What is the one thing you’d like all Californians to understand about wildfire?
I think it would be the idea that, as a society, we need to learn to live with it. We have to think about strategies to cope with fire and allow it to operate in ecosystems where it’s appropriate. The urban interface is a perfect example. We can’t have people live there and expect to put out all fires. That would cost billions of dollars. So I think the question is: How do you live with fire? And then you begin the discussion. You don’t start with the current question: How do you eliminate it?
OK then, how do we live with fire?
I just came back from sabbatical in Australia. They manage their urban interface completely differently. For one, they have much more rigorous building standards and use materials that are much less susceptible to being ignited. They do a better job of vegetation management around their homes. Finally, they have a policy called “Prepare: stay and defend, or leave early.” This means if a fire enters your neighborhood and you want to get out, you leave early. But you can also choose to go through some training and join a neighborhood association. Then, if a fire happens in your neighborhood, you’re prepared to deal with it and you are encouraged to stay and defend your home by making small-scale suppression efforts.
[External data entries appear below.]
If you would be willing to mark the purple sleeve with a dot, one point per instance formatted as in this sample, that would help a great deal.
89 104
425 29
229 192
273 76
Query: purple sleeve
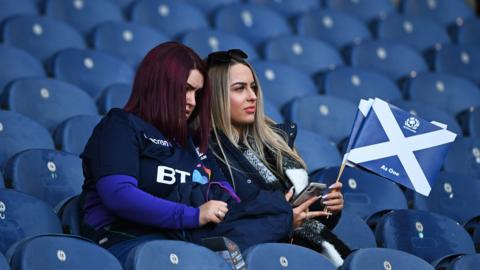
120 194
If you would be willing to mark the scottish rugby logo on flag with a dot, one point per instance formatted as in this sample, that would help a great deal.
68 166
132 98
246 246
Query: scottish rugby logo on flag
398 145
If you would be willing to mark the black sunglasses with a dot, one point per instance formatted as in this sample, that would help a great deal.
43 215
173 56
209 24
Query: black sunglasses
224 57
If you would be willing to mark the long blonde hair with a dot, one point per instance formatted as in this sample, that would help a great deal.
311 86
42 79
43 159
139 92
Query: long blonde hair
262 131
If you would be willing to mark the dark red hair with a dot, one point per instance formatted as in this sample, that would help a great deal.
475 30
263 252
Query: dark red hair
159 93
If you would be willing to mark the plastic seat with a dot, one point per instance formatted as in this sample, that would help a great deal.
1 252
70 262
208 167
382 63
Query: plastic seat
280 256
311 55
366 10
316 151
461 60
91 70
59 251
168 254
84 15
396 60
356 83
206 41
17 64
443 12
375 258
170 17
354 232
18 133
47 101
330 117
23 216
255 23
281 83
72 134
418 32
126 40
337 28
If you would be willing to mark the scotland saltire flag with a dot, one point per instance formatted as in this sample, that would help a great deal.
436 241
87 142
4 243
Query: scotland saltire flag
397 145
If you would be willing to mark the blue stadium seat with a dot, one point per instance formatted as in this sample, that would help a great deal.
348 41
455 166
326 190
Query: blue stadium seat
84 15
49 175
72 134
443 12
338 28
47 101
170 17
23 216
453 195
366 194
430 113
18 133
366 10
396 60
16 64
354 232
127 40
168 254
281 83
91 70
257 24
418 32
60 251
330 117
356 83
284 256
447 92
311 55
206 41
430 236
13 8
384 258
461 60
316 151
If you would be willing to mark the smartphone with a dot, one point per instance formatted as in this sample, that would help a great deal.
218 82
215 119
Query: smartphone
313 189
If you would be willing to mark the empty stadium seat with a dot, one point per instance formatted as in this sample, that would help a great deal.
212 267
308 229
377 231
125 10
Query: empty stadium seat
257 24
461 60
17 64
47 101
84 15
23 216
384 258
170 17
206 41
127 40
91 70
366 194
18 133
418 32
285 256
430 236
311 55
337 28
366 10
356 83
316 151
281 83
168 254
396 60
354 232
330 117
41 36
59 251
72 134
443 12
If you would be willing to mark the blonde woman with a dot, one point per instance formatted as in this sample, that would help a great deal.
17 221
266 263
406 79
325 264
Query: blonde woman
255 154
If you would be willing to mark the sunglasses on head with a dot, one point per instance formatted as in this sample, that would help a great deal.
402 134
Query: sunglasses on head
224 57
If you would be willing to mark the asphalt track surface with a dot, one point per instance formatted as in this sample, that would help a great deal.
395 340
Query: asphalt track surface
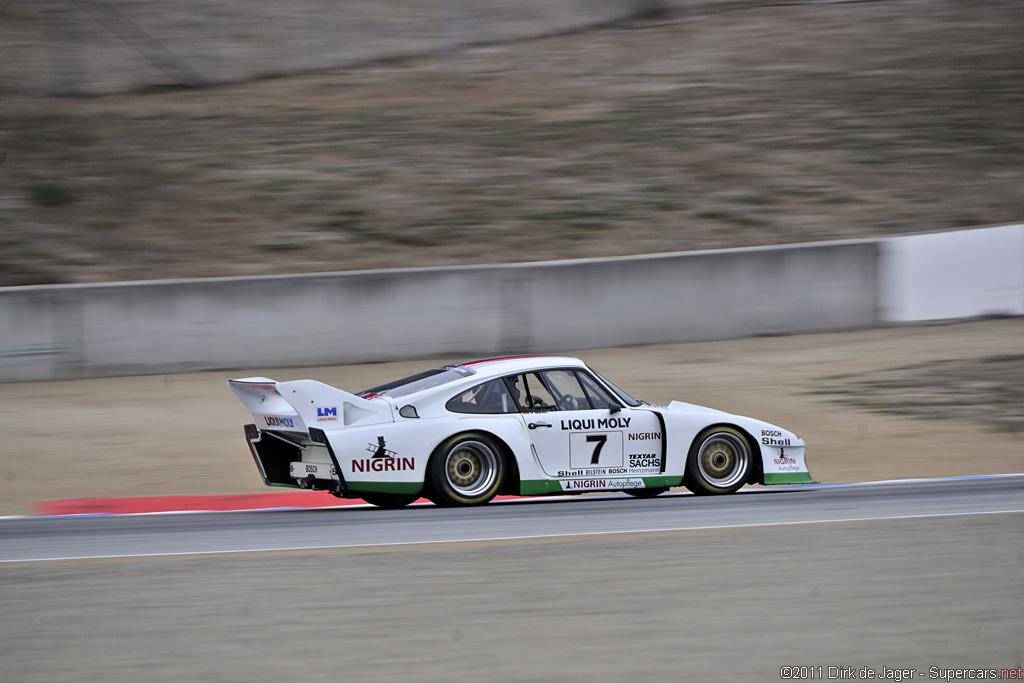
147 536
923 575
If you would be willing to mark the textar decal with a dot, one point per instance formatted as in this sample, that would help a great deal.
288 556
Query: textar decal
383 464
603 423
591 484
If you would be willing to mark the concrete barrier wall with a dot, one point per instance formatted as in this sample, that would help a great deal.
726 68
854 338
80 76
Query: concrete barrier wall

This idea profoundly connects people that live in the interface with the issue. They live it and breathe it. I think it’s much more sustainable.
I want to say really clearly I don’t want anybody doing this unless they have the training. Sacramento has to lead on this, and right now, most people there are saying we need more engines and we need to put out fires. I don’t see any discussion on this other stuff. Zero. There’s a dramatic change needed at the state level.